The expression levels of sugar-inducible genes were suggestively higher in SUSIBA2 rice than in Nipp when the sucrose was available. The methane emission lessening was more effective during summer than during autumn, and at the noon than in morning or later afternoon. The data showed that the higher temperature and enhanced sugar metabolism during summer and at the noonday may favour the SUSIBA2-derived snowball influence and carbon allocation to the aboveground biomass.
Fig 1 |The model showing the high-starch and low-methane-emission SUSIBA2 rice. Sugar-inducible HvSUSIBA2 expression creates a snowball effect that eventually leads to a rice plant with improved starch accumulation in seeds and stems and reduced carbon allocation to roots, which reduces the methanogenic growth and the methane emissions. Red dots represent the methanogens.
As advised in the model, low sugar availability in SUSIBA2 rice roots results in a rhizosphere with a lesser amount of organic biomass and hence less root exudates as nutrients for inhabiting the methanogenic consortia. As a consequence, methane emissions declined.
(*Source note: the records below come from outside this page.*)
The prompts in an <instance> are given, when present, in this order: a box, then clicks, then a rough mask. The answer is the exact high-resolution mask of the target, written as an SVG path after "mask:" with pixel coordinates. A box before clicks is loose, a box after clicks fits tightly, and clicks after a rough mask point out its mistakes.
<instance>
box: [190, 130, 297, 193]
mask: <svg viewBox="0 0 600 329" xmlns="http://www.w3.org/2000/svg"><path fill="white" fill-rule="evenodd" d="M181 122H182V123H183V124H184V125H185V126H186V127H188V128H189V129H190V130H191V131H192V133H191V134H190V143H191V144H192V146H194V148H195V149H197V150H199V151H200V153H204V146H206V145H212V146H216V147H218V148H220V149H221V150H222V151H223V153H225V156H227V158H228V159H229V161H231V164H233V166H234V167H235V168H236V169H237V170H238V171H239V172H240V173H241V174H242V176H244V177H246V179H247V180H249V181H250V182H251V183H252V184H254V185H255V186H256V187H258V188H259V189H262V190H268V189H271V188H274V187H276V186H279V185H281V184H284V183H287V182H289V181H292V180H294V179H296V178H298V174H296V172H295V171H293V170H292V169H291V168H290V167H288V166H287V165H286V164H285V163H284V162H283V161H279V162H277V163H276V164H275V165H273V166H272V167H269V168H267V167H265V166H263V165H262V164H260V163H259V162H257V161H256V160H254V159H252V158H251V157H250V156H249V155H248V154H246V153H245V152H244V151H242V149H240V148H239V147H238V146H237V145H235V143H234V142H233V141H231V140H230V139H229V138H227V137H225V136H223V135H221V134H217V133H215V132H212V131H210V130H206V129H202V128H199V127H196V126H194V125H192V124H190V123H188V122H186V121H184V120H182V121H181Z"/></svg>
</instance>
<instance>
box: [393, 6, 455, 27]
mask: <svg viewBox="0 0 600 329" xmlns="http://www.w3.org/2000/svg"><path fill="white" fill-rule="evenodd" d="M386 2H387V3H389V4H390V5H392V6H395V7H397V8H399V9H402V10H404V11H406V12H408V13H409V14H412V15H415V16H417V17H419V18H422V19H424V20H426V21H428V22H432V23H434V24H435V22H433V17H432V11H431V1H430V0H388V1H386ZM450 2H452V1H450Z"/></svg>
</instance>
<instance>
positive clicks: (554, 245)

Due to the biomass differences between SUSIBA2 rice and Nipp, we do not exclude the opportunity that the emission decrease is due in part to impair the methane transport in the SUSIBA2 rice.
References:
1. Su, J. et al (2015). Expression of barley SUSIBA2 transcription factor yields high-starch low-methane rice. Nature, 523. doi:10.1038/nature14673.
2. Qiu, J. (2009). China cuts methane emissions from rice fields. Nature. http:// www.nature.com/news/2009/090818/full/news.2009.833.html.
About Author / Additional Info:
I am currently pursuing PhD in Genetics and plant breeding from University of Indian Agricultural Research Institute, New Delhi.